As canetas emagrecedoras se tornaram uma febre no Brasil e parecem estar sendo usadas até por gente que não precisa perder peso. Isso, no entanto, nem sempre é um problema. Muitos dos remédios desta categoria têm indicações de saúde que vão além da redução de medidas, tratando da diabetes tipo 2 até a apneia.
O assunto voltou à tona após a Agência Nacional de Vigilância Sanitária (Anvisa) aprovar, nessa segunda-feira (15/12), a versão de 2,4 mg do Wegovy para o tratamento de gordura no fígado. A indicação vale para adultos com esteatohepatite associada à disfunção metabólica (MASH) e que já tenham fibrose moderada a avançada, mas sem cirrose hepática.
A decisão consolida mudança no entendimento sobre esses fármacos. Antes vistos apenas como aliados do emagrecimento, agora passam a integrar estratégias terapêuticas para doenças crônicas complexas. Outras canetas também receberam aval regulatório para condições que vão além da obesidade.
Os diferentes usos das canetas emagrecedoras
O Ozempic, que também tem a semaglutida como princípio ativo, na realidade tem sua primeira indicação para tratamento da diabetes tipo 2; o uso para perda de peso é “off-label” (fora da recomendação da bula). Estudos já indicaram, porém, que a caneta pode ajudar em outros aspectos, incluindo a redução da dependência de álcool.

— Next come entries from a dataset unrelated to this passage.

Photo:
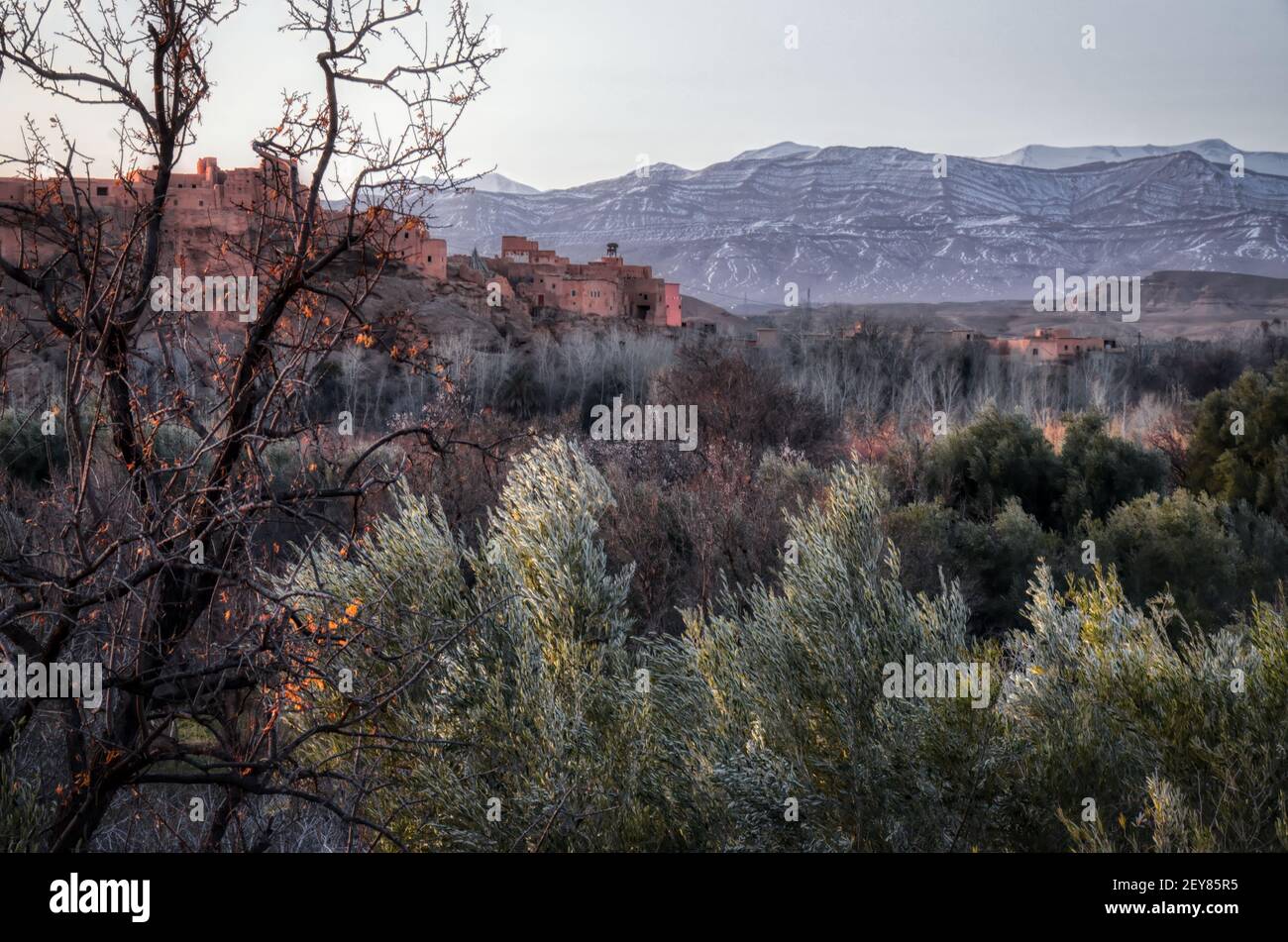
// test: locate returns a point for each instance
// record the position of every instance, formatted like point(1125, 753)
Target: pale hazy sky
point(589, 85)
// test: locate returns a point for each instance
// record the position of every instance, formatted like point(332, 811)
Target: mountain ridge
point(877, 224)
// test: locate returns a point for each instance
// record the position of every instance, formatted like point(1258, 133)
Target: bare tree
point(159, 558)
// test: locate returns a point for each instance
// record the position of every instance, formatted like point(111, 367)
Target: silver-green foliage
point(520, 691)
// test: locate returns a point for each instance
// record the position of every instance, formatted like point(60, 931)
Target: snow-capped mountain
point(877, 224)
point(1212, 150)
point(496, 183)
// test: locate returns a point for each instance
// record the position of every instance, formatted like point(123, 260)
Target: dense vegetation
point(561, 644)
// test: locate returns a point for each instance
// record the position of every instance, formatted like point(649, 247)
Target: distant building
point(1055, 344)
point(606, 287)
point(210, 206)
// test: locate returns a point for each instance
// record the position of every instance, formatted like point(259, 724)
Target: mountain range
point(879, 224)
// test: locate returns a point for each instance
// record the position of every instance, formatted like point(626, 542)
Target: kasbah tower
point(213, 205)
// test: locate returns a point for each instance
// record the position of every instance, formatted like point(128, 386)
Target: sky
point(589, 86)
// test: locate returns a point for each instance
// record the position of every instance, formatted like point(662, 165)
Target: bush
point(531, 693)
point(1252, 466)
point(1102, 471)
point(996, 459)
point(1177, 545)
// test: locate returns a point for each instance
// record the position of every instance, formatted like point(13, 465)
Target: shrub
point(1102, 471)
point(1252, 466)
point(529, 693)
point(25, 452)
point(1179, 545)
point(997, 457)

A redução variou de 50% a 56% nos casos analisados. O alcoolismo conta com poucas opções farmacológicas disponíveis. Os resultados sugerem que os análogos de GLP-1 podem representar alternativa futura no tratamento desse transtorno. A hipótese amplia o campo de atuação desses medicamentos no sistema nervoso central.

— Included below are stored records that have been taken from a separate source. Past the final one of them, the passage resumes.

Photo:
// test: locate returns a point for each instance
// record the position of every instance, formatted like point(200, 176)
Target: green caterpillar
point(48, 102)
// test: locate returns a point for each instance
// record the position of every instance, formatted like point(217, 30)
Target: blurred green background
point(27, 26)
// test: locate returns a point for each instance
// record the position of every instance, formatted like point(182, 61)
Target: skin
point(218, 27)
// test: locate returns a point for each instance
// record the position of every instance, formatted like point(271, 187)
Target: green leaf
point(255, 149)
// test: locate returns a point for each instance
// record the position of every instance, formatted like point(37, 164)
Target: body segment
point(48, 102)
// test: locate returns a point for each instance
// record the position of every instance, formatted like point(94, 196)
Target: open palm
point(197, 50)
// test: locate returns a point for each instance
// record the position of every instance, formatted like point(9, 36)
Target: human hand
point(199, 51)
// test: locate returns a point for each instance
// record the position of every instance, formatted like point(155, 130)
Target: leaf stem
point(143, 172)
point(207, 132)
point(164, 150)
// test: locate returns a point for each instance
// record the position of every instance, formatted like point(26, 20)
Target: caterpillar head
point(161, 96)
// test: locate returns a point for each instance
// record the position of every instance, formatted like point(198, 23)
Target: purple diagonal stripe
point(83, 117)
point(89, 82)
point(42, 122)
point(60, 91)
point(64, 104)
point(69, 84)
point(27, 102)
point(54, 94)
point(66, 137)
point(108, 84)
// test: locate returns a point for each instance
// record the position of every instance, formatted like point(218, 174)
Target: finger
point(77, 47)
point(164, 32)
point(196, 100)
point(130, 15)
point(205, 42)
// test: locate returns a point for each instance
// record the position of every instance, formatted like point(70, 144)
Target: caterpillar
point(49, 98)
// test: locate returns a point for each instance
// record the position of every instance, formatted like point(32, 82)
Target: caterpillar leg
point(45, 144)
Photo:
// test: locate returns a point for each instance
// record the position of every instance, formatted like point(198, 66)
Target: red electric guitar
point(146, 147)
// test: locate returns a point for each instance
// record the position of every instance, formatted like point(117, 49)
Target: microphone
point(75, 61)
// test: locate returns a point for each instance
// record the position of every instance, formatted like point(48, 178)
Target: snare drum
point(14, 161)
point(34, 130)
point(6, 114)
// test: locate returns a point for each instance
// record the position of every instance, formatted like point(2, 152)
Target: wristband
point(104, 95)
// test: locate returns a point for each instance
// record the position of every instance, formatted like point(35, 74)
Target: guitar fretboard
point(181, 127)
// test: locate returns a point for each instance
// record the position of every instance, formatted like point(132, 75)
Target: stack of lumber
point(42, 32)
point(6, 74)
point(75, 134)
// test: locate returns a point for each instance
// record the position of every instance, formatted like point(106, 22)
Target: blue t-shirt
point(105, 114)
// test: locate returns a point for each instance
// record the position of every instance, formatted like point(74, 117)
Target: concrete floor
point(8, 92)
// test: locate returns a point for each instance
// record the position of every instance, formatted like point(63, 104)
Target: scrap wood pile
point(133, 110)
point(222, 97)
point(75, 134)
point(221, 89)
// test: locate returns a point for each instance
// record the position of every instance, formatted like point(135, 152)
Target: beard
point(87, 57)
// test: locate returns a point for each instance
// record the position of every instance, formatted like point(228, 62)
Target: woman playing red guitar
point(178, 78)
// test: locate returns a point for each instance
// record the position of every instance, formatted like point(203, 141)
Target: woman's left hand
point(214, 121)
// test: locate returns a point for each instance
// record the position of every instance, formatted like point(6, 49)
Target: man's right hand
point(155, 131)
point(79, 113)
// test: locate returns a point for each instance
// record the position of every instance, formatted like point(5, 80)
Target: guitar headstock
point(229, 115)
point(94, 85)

Mounjaro até para o cérebro
A mesma ampliação de escopo ocorre com a caneta injetável Mounjaro, com a tirzepatida como princípio ativo. Além de ser um aliado para o tratamento da obesidade ou do sobrepeso com comorbidades, a caneta emagrecedora passou a ser indicada para tratamento da apneia obstrutiva do sono neste ano.
A recomendação, porém, se restringe a pessoas com obesidade ou sobrepeso. A apneia envolve pausas repetidas da respiração durante o sono, causadas por bloqueio parcial ou total das vias aéreas superiores, o que eleva o risco cardiovascular. Como a caneta diminui o peso, ela reduz ou até elimina o problema do ronco.
Também está em investigação, em estudo pela UERJ, os benefícios da tirzepatida no tratamento da neuroinflamação. Esse processo está presente em doenças neurodegenerativas, como Alzheimer. A pesquisa ainda segue em andamento, mas reforça o interesse científico sobre efeitos neurológicos desses fármacos que podem, reduzindo a gordura corporal, amenizar processos inflamatórios cerebrais.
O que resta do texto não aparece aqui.